I think the answer is two-fold. As long as there is shady money, there will be shady businesses. Hence, there can be customers who are even looking for those willing to bend the rules. That seems to be the case here. The second side of the coin, which is also where we, as a community, can influence the situation the most, is the individuals willing to do the work.

I happen to personally know several individuals who are currently, or have in the past been employees of Cambridge Analytica. They are normal people, the sort of people I would share a drink with on a sunny day. They are not inherently evil, or the sort of people who would commit offences.

My hypothesis is that when such curious, ambitious individuals who love solving problems and finding solutions join a company, they are given a problem (e.g. “how can we harvest Facebook profiles?”) and they will attack the problem straight on, without thinking much about whether it is right or wrong. Add in a toxic culture, where the best solution is celebrated and no one questions the purpose, and you have a dangerous mix of a highly skilled, incredibly intelligent workforce whose hard work can be twisted for bad purposes.

I also think diversity, or rather the lack of diversity, comes into play here. The data science industry and workforce is still very homogeneous. Without different backgrounds and viewpoints, it is easy for a data science team to end up in an “echo chamber” where certain opinions and practices are reinforced, and critical voices subdued.

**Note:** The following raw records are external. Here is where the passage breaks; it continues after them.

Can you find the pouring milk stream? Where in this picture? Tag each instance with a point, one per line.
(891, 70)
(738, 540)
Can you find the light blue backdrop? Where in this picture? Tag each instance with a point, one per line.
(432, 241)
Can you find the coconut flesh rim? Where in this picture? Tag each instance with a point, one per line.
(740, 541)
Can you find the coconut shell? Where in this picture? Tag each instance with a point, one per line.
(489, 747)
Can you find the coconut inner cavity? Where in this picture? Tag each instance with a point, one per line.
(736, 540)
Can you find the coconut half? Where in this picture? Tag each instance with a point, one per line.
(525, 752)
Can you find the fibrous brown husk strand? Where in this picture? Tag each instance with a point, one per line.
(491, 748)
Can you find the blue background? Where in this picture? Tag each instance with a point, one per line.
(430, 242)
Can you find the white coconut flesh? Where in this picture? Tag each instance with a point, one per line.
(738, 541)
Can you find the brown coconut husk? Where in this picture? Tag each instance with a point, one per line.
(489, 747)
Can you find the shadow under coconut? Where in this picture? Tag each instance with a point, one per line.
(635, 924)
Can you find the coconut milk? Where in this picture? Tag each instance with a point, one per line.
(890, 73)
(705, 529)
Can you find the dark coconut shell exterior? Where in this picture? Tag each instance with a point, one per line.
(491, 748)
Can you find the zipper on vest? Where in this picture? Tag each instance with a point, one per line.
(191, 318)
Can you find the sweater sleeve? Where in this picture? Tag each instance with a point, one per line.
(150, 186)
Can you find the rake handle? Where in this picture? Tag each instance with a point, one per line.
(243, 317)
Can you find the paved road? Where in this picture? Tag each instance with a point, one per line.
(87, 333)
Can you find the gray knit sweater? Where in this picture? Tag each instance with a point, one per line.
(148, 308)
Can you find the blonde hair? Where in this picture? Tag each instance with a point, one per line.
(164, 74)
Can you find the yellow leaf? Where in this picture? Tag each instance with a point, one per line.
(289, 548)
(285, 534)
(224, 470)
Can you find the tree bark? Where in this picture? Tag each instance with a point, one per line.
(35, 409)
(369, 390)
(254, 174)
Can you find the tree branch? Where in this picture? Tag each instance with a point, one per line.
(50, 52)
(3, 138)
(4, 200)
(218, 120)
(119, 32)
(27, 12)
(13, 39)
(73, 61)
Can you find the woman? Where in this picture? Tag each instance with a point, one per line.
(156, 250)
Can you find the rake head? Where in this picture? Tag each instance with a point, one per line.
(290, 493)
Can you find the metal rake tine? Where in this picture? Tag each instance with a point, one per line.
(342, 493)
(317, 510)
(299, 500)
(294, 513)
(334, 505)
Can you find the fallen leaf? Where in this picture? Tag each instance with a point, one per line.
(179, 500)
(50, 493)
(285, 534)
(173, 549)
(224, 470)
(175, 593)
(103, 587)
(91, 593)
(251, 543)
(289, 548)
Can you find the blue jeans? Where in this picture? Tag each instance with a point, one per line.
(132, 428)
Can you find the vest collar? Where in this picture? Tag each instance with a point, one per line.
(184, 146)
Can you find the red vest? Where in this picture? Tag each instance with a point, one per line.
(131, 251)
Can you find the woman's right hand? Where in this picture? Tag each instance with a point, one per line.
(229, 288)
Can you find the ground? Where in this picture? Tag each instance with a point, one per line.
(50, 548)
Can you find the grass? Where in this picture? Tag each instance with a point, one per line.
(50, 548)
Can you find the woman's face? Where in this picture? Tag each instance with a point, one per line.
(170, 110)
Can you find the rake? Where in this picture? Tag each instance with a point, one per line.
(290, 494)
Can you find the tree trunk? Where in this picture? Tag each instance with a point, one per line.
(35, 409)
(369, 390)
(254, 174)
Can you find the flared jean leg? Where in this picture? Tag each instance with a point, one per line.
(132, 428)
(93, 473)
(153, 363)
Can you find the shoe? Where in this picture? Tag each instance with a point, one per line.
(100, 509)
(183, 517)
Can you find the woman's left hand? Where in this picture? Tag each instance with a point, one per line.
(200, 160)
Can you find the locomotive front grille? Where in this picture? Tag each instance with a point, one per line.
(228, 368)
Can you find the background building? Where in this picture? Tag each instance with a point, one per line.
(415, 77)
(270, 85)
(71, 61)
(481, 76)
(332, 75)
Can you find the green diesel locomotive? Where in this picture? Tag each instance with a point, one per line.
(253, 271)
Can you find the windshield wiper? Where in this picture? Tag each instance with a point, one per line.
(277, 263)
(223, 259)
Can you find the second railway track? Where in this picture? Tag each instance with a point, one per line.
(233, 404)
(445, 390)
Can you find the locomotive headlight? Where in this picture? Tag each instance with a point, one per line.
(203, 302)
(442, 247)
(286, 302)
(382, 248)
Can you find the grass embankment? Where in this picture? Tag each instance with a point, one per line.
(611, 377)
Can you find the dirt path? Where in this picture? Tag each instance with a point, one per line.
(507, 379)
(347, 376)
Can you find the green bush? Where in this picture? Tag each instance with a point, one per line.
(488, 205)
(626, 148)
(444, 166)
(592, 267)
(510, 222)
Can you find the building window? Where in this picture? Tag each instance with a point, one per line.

So if we can’t trust the government or regulators to prevent these situations in the future, what can we do? Well, the data science community is small and well networked. We are a force to be reckoned with, if we team up. We can regulate ourselves! Ideas around some form of “Hippocratic oath” for data scientists, or a manifesto to which we should all adhere, have floated around in the community for a while. Let’s do it. Let’s agree on something, and sign up to it. Even if it is as simple as “do not to others, what you would not want done to you.”

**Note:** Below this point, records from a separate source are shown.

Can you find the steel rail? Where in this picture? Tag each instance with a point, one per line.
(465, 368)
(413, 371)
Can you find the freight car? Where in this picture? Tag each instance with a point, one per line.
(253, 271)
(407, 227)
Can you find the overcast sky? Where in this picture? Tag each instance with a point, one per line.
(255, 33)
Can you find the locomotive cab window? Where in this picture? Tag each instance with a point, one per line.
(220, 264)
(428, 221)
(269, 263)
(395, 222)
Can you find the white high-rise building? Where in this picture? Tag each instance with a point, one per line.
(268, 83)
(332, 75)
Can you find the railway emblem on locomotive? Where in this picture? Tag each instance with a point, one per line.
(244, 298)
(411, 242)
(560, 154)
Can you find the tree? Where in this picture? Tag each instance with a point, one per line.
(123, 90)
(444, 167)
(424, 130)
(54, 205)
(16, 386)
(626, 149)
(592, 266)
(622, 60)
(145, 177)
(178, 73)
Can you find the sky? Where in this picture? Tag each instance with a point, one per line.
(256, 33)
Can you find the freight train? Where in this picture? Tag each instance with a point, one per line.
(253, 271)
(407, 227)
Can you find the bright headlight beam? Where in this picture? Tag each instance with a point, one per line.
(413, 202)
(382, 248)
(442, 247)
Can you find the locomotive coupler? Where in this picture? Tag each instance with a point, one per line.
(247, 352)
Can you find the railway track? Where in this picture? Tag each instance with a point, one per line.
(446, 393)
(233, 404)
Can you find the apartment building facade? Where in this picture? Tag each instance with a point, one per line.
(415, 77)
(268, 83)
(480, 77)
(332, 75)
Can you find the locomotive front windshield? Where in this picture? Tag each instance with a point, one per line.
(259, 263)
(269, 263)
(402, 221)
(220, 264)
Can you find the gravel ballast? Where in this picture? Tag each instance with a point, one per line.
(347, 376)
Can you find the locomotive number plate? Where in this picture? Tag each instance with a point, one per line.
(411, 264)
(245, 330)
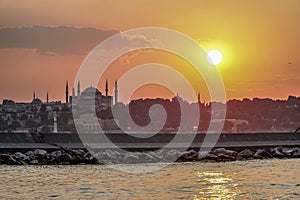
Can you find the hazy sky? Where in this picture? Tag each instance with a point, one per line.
(42, 43)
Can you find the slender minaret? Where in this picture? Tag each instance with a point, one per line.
(116, 92)
(78, 89)
(106, 88)
(67, 92)
(73, 92)
(55, 122)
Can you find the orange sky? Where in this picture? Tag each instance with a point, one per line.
(259, 41)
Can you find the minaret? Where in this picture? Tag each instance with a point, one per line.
(78, 89)
(67, 92)
(106, 88)
(73, 92)
(116, 92)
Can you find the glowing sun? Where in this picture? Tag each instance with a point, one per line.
(214, 57)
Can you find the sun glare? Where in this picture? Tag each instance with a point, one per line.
(214, 57)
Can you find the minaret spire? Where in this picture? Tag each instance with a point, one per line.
(78, 89)
(106, 88)
(116, 92)
(67, 92)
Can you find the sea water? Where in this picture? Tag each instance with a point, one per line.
(256, 179)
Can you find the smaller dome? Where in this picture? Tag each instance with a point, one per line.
(91, 91)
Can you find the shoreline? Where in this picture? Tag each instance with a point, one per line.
(83, 157)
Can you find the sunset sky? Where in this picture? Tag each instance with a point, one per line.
(43, 43)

I would also strongly encourage data scientists everywhere to become whistleblowers, if you see something you think is wrong or ethically dubious. We should “name and shame” companies that misbehave, and the word should spread like a wildfire. This would discourage echo chambers from forming, and make it hard for those businesses to hire a good team.

And we should work harder than ever to improve diversity in the industry. We need more women, people of different backgrounds and walks in life to join this profession and make their voices heard. What we need is more open and vocal debate.

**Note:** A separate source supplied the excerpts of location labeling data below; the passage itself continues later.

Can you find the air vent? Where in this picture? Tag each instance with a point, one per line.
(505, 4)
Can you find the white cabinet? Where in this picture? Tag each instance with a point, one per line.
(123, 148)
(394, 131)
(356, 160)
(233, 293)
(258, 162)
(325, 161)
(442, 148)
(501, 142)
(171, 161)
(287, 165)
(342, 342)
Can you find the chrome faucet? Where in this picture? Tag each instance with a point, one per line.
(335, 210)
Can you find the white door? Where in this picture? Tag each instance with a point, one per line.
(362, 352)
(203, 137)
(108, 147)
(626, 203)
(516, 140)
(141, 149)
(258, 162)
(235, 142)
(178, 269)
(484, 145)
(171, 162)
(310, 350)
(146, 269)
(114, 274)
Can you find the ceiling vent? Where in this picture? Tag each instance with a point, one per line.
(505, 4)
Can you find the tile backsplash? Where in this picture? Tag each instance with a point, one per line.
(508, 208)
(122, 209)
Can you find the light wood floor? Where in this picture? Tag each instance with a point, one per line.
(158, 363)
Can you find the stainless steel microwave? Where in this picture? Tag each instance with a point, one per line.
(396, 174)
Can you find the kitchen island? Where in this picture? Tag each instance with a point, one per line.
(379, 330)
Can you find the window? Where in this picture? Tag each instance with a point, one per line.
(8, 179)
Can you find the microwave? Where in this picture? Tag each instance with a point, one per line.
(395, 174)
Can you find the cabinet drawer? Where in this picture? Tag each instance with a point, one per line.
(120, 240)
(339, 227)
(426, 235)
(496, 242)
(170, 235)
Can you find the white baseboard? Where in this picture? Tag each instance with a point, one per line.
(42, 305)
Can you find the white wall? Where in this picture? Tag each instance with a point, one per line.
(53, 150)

Finally, we cannot do all the work ourselves. There will always be fringes to any industry that will do whatever they want. Hence, I do call for regulators to work harder and faster at creating up to date rules. I welcome scrutiny, as most of us will have nothing to hide, and any weeding out of bad businesses will only help the good ones even more. Governments everywhere, work with us to ensure an industry where good, ethical businesses will thrive and grow, and support a healthy ecosystem and society. Together, we can do it.

Note: This is a topic very warm to our heart at Pivigo, and we have written about it on our blog as well.

Disclaimer: I am not referring to any particular individuals currently or previously employed by Cambridge Analytica in this article, and none have been consulted about this text. The opinions voiced here are mine alone.